D’une solution follement raisonnable

L’avion, à quoi ça sert ? Et à qui ? – À pas grand-chose, au moins en temps de paix. Tout au plus à récupérer l’emmerdeur qui s’est avisé de faire les Grandes Jorasses à l’envers, ou à porter en toute hâte le PDG pressé qui veut pêcher la truite au lac Grand. Quant à l’hélicoptère, c’est moins au citoyen qu’il sert qu’au gendarme. Et tout ceci coûte cher en milliards, et bien plus encore en bonne terre. Certes, l’imagination et la loi pourraient limiter les dégâts. On peut concevoir des avions moins bruyants parce que moins rapides. Mais je crains qu’en ce domaine la soft technology ait peu à faire. Pourra-t-on jamais aller de Paris à New York en planeur ? Aussi faut-il envisager, sinon de liquider, de limiter le rayon d’action de ce genre de Mirage. Pour ce qui est de l’hélicoptère, peu discret, qui finira bientôt par atterrir dans notre living-room, je propose l’ouverture d’une période de chasse, où le fusil Robust sera seul autorisé. Tout chasseur qui aura utilisé une canardière dont la portée dépasse vingt mètres sera puni par la loi. Pourquoi pas renoncer à cet engin dont 94,6 % des Français ignorent l’emploi ?
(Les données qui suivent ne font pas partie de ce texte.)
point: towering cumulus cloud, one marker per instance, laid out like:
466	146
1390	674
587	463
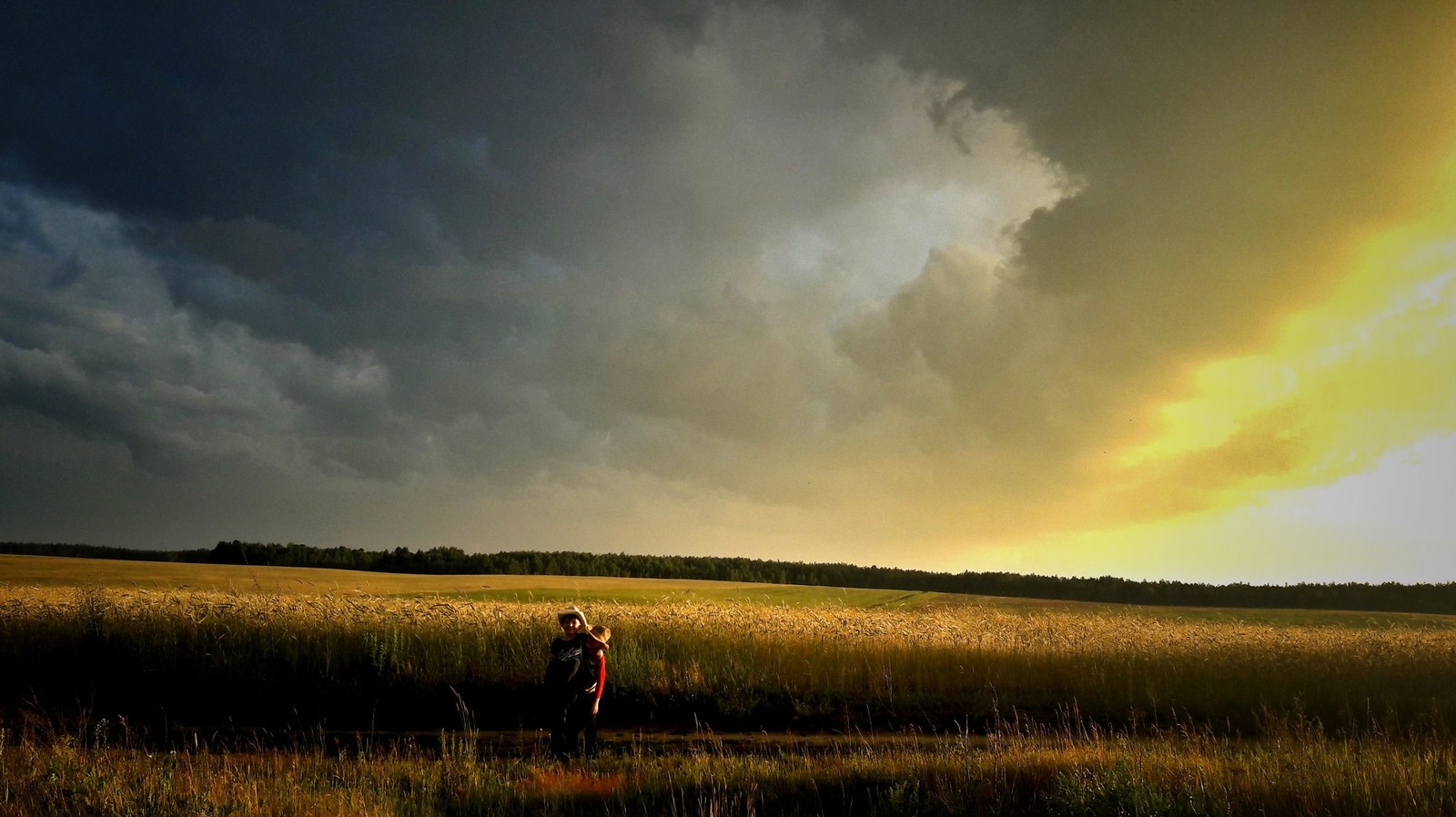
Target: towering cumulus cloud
717	277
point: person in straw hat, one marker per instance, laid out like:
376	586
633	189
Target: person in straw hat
575	678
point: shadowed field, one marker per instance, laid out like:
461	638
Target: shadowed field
137	688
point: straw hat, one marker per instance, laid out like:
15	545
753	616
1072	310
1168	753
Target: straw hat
602	634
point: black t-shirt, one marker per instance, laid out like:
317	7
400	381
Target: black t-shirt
567	667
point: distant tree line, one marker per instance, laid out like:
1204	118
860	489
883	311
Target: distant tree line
1347	596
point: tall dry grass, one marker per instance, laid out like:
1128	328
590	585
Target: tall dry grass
1075	769
354	660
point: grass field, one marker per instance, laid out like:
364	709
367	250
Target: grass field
921	702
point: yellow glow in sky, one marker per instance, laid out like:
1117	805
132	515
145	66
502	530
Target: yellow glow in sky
1343	433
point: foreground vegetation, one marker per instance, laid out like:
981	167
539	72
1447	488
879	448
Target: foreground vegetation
360	661
182	689
1019	769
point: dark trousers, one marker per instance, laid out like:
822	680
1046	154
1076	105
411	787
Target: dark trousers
570	717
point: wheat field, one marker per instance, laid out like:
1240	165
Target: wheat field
124	696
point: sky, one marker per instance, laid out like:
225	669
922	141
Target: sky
1157	290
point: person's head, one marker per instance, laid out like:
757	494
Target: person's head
571	620
602	634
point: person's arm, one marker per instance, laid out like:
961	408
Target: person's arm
602	681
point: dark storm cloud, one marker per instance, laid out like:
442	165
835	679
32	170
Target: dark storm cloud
814	254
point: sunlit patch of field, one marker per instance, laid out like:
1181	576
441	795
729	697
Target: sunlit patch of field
1001	705
56	571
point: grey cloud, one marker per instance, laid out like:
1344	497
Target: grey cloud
836	255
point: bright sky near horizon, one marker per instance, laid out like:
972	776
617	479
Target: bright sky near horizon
1150	290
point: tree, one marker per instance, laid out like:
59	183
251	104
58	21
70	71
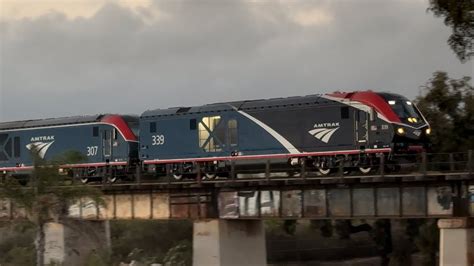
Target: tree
459	15
448	105
46	197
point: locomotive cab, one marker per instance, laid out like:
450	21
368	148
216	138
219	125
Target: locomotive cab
412	131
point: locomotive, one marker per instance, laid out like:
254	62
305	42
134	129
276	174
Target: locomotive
323	132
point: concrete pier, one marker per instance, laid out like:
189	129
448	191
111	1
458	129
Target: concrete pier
456	241
72	242
229	242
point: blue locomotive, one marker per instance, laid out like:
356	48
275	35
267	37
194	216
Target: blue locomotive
323	132
109	142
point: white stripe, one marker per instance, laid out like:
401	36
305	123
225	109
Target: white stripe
315	131
326	138
322	133
272	132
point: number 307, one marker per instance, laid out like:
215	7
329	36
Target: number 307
157	140
92	150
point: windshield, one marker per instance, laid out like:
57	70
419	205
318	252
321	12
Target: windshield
132	122
403	108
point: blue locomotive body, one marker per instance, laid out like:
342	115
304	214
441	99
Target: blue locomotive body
102	139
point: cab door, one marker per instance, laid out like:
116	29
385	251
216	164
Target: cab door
106	144
361	128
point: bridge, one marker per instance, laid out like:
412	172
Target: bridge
228	212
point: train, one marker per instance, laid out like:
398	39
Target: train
325	132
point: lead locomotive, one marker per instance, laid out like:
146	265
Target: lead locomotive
324	132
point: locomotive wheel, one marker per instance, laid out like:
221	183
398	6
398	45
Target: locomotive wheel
210	175
324	171
365	170
177	176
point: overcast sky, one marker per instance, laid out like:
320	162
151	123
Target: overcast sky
61	58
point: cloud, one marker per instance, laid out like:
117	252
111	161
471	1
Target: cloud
126	59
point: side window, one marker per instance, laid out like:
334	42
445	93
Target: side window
192	124
3	139
207	139
8	148
232	132
95	131
16	147
152	127
344	112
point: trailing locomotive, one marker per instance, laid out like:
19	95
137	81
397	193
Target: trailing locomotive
109	142
323	132
349	130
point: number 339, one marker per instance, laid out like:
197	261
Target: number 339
157	140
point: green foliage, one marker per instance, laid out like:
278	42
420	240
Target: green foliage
324	226
98	259
448	105
46	197
179	255
16	244
459	15
147	241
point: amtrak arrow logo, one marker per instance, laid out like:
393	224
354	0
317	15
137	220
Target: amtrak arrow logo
41	147
324	131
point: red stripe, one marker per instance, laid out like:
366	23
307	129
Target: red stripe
265	156
121	125
371	99
81	165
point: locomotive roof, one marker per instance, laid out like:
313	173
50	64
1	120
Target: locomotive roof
238	105
50	122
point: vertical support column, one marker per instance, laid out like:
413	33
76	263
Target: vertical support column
229	242
72	242
456	244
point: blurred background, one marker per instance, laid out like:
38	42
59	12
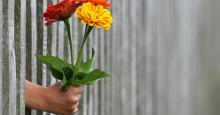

Et au fond, sauf les cas d’utilité évidente. Par exemple l’ampoule de Faridondase transportée dare-dare du centre de Clamouze-les-Tortillons (Auvergne supérieure) à Cabezon de los Colchones (Patagonie atlantique) pour sauver le bébé qui vient d’avaler la boîte de Mepps numéro 2 de son papa. On peut aussi conserver ce pousse-au-cul pour quelques personnalités éminentes qui ne peuvent s’en passer : par exemple pour tel père des peuples qui ne peut tirer son coup qu’à 12 000 mètres dans un trou d’air raréfié. En dehors de cela on brade les stocks, on ferme les aérodromes, désormais consacrés à la culture du poireau biologique. Que d’espace-temps gagné ! Que d’espaces gris rendus au vert ! Ainsi quel super bois de Boulogne on pourrait faire avec Roissy-en-France pour des Parisiens qui n’auraient plus de raison d’aller se rincer l’œil en Alaska ! Dans l’immensité ainsi libérée on peut tout imaginer : cinq cents terrains de pétanque, une pelouse pour croquet géant, maintes pistes de démarrage ou d’atterrissage pour cerfs-volants, labyrinthes de verdure pour vieux satyres ou jeunes nymphes, etc.

Et quelles possibilités n’offrirait pas la fermeture des bases pour Mystère si peu mystérieux, ou celles de fusées inutilisables dans les fêtes votives, force de si peu de frappe conçue par des Français restés en enfance, dont la pensée n’a pas décollé de l’an 1944 ! Ce n’est pas de vide sous le cul, mais de sel sous les pieds que nous allons manquer. Ah ! un jour enfin atterrir sans douleur ! Et dans le silence s’étendre dans le trèfle et de là, les reins bien calés sur la glèbe, les yeux au ciel, laisser enfin l’esprit décoller vers les nuages !

Note
(1) Selon celle, douteuse, de l’AFPP (Agence de la foutue presse de Patatéga).